Variational dynamic interpolation for kinematic systems on trivial principal bundles

TL;DR

This paper develops a variational approach to generate smooth trajectories for locomotion systems on trivial principal bundles, incorporating constraints and symmetries, demonstrated on a microswimming mechanism.

Contribution

It introduces a novel variational interpolation method on trivial principal bundles that accounts for nonholonomic constraints and group symmetries.

Findings

Successfully generates trajectories passing through specified points.

Applies the method to a microswimming mechanism, demonstrating practical utility.

Provides explicit formulas for the Riemannian connection on trivial bundles.

Abstract

This article presents the dynamic interpolation problem for locomotion systems evolving on a trivial principal bundle $Q$. Given an ordered set of points in $Q$, we wish to generate a trajectory which passes through these points by synthesizing suitable controls.
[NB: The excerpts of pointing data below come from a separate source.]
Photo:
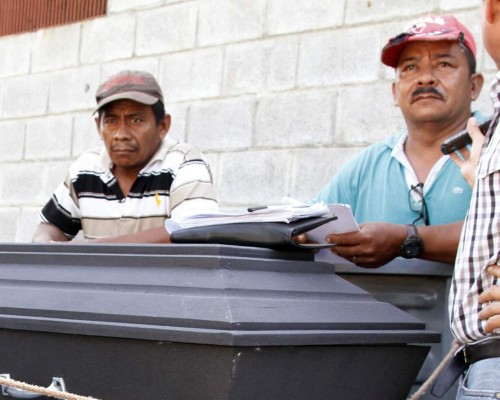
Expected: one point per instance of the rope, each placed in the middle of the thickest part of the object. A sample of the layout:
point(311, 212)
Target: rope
point(41, 390)
point(430, 380)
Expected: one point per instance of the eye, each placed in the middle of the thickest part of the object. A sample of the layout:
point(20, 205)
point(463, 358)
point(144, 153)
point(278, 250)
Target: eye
point(408, 67)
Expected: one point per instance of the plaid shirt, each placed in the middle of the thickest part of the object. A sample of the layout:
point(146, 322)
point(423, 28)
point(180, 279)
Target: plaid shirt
point(480, 241)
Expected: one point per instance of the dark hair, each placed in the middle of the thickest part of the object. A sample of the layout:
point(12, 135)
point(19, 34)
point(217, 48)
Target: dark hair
point(158, 111)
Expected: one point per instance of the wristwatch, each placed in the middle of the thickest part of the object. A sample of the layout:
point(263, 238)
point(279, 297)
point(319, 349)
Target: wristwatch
point(412, 247)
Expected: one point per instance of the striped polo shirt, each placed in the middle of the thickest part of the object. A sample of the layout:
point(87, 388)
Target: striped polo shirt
point(176, 181)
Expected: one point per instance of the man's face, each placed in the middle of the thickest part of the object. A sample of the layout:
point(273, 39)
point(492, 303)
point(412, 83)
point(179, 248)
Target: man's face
point(130, 134)
point(433, 82)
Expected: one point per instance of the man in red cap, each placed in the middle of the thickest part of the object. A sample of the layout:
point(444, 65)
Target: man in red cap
point(124, 191)
point(405, 182)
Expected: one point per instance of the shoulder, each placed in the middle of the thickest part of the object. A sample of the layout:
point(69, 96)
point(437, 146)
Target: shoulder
point(374, 153)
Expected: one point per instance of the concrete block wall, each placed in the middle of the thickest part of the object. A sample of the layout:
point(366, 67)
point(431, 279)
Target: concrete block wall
point(278, 94)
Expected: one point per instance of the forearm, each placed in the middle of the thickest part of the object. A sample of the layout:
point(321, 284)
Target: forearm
point(440, 241)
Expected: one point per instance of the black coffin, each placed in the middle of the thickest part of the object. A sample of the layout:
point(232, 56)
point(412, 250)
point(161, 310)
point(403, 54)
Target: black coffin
point(199, 322)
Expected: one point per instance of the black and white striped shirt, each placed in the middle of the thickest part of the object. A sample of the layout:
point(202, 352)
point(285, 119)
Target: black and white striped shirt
point(480, 241)
point(176, 181)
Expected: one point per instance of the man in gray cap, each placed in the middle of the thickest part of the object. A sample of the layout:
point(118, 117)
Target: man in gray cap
point(124, 191)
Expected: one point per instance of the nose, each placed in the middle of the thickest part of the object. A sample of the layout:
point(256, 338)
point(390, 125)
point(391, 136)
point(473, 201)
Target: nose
point(426, 76)
point(121, 132)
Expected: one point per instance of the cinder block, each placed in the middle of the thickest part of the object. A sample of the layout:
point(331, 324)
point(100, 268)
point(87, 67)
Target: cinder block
point(52, 174)
point(253, 177)
point(286, 16)
point(222, 125)
point(378, 119)
point(149, 64)
point(73, 89)
point(360, 11)
point(29, 220)
point(1, 98)
point(313, 168)
point(292, 120)
point(9, 222)
point(56, 48)
point(330, 59)
point(27, 96)
point(118, 6)
point(16, 54)
point(108, 38)
point(85, 134)
point(261, 66)
point(167, 29)
point(191, 75)
point(49, 138)
point(12, 139)
point(20, 183)
point(224, 21)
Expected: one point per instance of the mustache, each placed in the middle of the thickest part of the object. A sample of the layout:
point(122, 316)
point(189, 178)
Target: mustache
point(123, 148)
point(426, 90)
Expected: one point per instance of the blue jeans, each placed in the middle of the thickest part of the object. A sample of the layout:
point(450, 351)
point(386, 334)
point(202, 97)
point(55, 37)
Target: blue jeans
point(481, 381)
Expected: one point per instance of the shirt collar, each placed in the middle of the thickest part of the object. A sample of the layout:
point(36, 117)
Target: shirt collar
point(495, 93)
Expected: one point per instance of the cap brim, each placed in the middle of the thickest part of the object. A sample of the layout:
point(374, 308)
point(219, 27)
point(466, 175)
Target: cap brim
point(391, 52)
point(139, 97)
The global product structure of the trivial bundle is used to obtain an induced Riemannian product metric on $Q$. The squared $L^2-$norm of the covariant acceleration is considered as the cost function, and its first order variations are taken for generating the trajectories. The nonholonomic constraint is enforced through the local form of the principal connection and the group symmetry is employed for reduction. The explicit form of the Riemannian connection for the trivial bundle is employed to arrive at the extremal of the cost function. The result is applied to generate a trajectory for the generalized Purcell's swimmer - a low Reynolds number microswimming mechanism.